The order for sale will, in the first instance, be in favour of the tenant, but if declined, can be to a third party.

Rent review

The current formula for calculating rents based on open market value will make way for one based on a “fair rent”, taking into account the productivity of the holding including:

(1) its productive capacity, i.e. the income that can be generated by a hypothetical tenant using the landlord’s fixed equipment;
(2) a proportion of the open market rent for any residential accommodation exceeding the labour requirement (excluding the tenant’s own accommodation); and
(3) the open market rent for any land or fixed equipment used for a non-agricultural purpose.

Assignation and succession

The bill proposes to extend the class of persons to whom a tenancy may be bequeathed to include siblings, cousins, nieces and nephews, to name but some.

It will also bring the grounds of objection to assignation to “near relatives” into line with those for succession: lack of good character, insufficient resources for efficient farming, and insufficient training and experience. The last ground will not apply where the potential assignee has started, or will start in the next six months, an agricultural training course, and has made interim arrangements.

For other potential assignees, the landlord will still be able to object “on any reasonable ground”.

The provisions are also intended to simplify notification and objection procedures for succession to and assignation of 1991 Act tenancies and, for 1991 Act and LDTs, to remove the landlord’s ability to object to succession or assignation on the ground that the holding is not a “viable unit”.
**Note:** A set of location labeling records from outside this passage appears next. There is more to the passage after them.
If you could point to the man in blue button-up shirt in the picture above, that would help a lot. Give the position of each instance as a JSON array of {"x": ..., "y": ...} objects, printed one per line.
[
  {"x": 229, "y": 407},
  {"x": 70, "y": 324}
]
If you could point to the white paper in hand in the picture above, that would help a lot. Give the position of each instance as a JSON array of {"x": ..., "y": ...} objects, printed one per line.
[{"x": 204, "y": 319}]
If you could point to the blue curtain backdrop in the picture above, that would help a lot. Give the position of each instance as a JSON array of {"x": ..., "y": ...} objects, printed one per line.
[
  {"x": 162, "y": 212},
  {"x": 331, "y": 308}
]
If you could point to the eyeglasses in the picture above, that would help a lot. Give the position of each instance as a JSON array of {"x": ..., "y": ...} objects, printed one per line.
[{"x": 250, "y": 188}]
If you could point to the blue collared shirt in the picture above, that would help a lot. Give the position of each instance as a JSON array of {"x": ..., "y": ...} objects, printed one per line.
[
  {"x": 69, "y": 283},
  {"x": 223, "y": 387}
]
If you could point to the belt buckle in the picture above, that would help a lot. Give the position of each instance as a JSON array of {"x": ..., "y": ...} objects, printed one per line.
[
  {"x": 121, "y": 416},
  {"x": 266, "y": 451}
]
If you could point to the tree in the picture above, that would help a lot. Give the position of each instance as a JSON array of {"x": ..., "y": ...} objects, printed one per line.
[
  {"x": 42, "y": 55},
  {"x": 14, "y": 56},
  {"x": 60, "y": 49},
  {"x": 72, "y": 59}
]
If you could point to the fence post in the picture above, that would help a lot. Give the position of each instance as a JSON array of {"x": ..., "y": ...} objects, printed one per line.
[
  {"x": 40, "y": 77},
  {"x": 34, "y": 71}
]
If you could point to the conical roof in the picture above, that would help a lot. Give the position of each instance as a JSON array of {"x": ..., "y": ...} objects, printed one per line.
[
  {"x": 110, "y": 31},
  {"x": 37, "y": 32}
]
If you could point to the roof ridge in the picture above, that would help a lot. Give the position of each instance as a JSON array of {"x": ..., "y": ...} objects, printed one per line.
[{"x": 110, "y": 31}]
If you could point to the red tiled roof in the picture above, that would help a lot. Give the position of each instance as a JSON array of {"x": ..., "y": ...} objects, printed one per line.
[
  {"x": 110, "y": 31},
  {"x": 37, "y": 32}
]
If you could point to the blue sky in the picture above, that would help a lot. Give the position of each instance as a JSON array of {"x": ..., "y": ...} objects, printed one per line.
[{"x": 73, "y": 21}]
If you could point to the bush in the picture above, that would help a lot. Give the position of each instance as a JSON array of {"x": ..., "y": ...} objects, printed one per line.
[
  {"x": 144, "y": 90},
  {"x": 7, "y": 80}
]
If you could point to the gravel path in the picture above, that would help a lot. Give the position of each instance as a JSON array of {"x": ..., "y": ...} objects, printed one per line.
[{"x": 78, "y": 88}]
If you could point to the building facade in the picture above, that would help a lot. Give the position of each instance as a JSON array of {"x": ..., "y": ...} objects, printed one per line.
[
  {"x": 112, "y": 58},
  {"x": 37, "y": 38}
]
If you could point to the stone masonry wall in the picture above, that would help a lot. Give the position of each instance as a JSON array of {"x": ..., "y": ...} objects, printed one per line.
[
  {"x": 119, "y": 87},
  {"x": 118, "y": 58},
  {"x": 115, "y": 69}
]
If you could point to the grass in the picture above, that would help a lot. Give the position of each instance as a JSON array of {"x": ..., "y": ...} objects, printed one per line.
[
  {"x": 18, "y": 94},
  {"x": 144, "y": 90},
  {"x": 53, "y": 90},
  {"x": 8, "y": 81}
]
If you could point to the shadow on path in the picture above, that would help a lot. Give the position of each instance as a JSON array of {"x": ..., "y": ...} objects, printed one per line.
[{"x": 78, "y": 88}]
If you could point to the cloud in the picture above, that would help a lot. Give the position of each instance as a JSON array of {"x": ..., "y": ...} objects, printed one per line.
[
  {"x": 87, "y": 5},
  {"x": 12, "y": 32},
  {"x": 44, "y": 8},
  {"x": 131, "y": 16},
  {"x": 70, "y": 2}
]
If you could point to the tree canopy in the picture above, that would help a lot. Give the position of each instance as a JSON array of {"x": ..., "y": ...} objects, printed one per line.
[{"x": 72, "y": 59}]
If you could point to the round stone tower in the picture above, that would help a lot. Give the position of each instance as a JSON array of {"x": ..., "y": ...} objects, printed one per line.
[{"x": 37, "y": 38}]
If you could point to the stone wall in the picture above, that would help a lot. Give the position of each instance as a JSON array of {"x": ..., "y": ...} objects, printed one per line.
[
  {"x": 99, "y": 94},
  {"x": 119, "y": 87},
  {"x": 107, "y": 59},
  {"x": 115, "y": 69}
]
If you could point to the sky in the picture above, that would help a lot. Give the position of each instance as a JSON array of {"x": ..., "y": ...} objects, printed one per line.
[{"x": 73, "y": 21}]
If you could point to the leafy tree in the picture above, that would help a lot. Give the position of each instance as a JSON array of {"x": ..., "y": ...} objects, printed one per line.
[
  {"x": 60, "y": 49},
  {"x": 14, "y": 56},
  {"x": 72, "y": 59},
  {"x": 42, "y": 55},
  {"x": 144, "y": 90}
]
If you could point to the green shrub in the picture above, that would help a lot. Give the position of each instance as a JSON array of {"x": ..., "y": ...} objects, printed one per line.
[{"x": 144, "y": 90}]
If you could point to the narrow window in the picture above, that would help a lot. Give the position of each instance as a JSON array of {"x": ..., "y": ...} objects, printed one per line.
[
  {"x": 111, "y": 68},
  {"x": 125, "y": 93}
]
Tenant’s improvements: amnesty

Tenants will have a two-year amnesty period from commencement to serve a notice on the landlord of their intention to have specific items treated as tenant’s improvements at waygoing. This will apply where the tenant met the requirements of the 1991 or 2003 Act in terms of obtaining the consent of or giving notice to the landlord, as appropriate, before carrying out the improvement but can find no record of having done so; or consent or notice requirements were not complied with.

An amnesty notice will be invalid where (a) the landlord had actively or passively refused consent to an application for consent; (b) the landlord had previously objected to notice of an improvement or the manner in which it was to be carried out; (c) the improvement was carried out in a different manner from any consent, notice, or Land Court decision; or (d) the Land Court has opined on the matter.

Where the landlord objects, the tenant may apply to the Land Court, which will decide whether it is just and equitable for the landlord to pay compensation at waygo. Proceedings will be avoided if, during the amnesty period, the parties enter into an amnesty agreement whereby the landlord agrees to pay compensation in terms of the relevant Act.

Improvements by landlord

Landlords proposing to carry out improvements (other than emergency work to services etc) will have to give tenants prior notice and to demonstrate that the improvement is necessary for the maintenance of efficient production. The tenant will be entitled to object if the proposed improvement is not necessary for farming according to the rules of good husbandry. Appeal would lie to the Land Court.

Much further work will be required to understand the provisions fully, and much detail will have to await regulations, perhaps long after the bill is passed. It must also be expected that the Parliament will take up some other suggestions of AHLRG, for example those designed to assist new entrants.

A farewell

I am finally hanging up my boots at the end of August. This may, therefore, be my last briefing. I would like to thank the Editor for his support, patience and revisal skills over the past few years and the many readers who have been kind enough to comment favourably on my articles.

Alasdair Fox, consultant, Anderson Strathern LLP
We in turn thank Alasdair for his commitment over many years to sharing his expertise with readers – Editor.